After my latest experiment I encountered an issue where the current lack of video output from Proxmox on my N54L-based HP Microserver Gen 7 became a serious issue: I would see the Grub menu, then the screen would turn blank and enter power-save mode, I’d see the disk activity light blink a few times, but the system wouldn’t start up.

Naturally, without seeing the error message I couldn’t do anything about the issue, but I had seen a similar symptom earlier, namely when installing Proxmox for the first time: The installer USB image behaves the same way on this computer, and the workaround there is simply to press Enter to enter the graphical install environment after which the screen is visible.

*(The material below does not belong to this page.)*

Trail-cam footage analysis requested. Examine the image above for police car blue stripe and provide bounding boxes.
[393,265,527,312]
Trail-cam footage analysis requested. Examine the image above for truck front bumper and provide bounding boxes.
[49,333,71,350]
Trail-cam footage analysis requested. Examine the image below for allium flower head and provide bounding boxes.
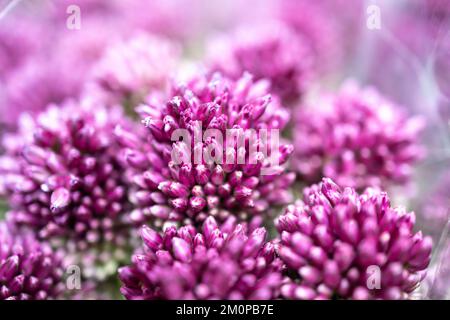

This time I re-created a Proxmox 5.2 USB stick, booted the server from it, and correctly assumed that arrow down followed by Enter would likely get me into some sort of rescue environment. Sure enough I was soon greeted by a root prompt. At this stage, the ZFS modules weren’t loaded, so again I guessed that pressing Ctrl+D to exit the rescue environment would start the install environment where I know ZFS is available, and pressing the Abort button there luckily got me back to a shell.

From here I mounted my ZFS environment and chrooted into it:

# zpool import -f -a -N -R /mnt
# zfs mount rpool/ROOT/pve-1
# zfs mount -a
# mount --rbind /dev /mnt/dev
# mount --rbind /proc /mnt/proc
# mount --rbind /sys /mnt/sys
# chroot /mnt /bin/bash --login

I could now confirm that I was within my regular Proxmox file system, and so I got to work on the Grub configuration:

In /etc/default/grub, I found the commented out line #GRUB_GFXMODE=640×480 and changed that portion of the file so it now looks like this:

GRUB_GFXPAYLOAD_LINUX="keep"
GRUB_GFXMODE=1024x768
GRUB_CMDLINE_LINUX_DEFAULT="nomodeset"

I then ran update-grub and rebooted the server, after which I could see the boot process including the issue that prevented the system from booting fully: It turns out my ZFS pool didn’t want to mount after replacing the drive. I quickly ran zpool import -f, and exited the shell, and then the system successfully booted the rest of the way. An additional reboot confirmed that the system was functional.

Summary

Troubleshooting gets a lot harder when you’re blind. The solution is to attempt to become less blind.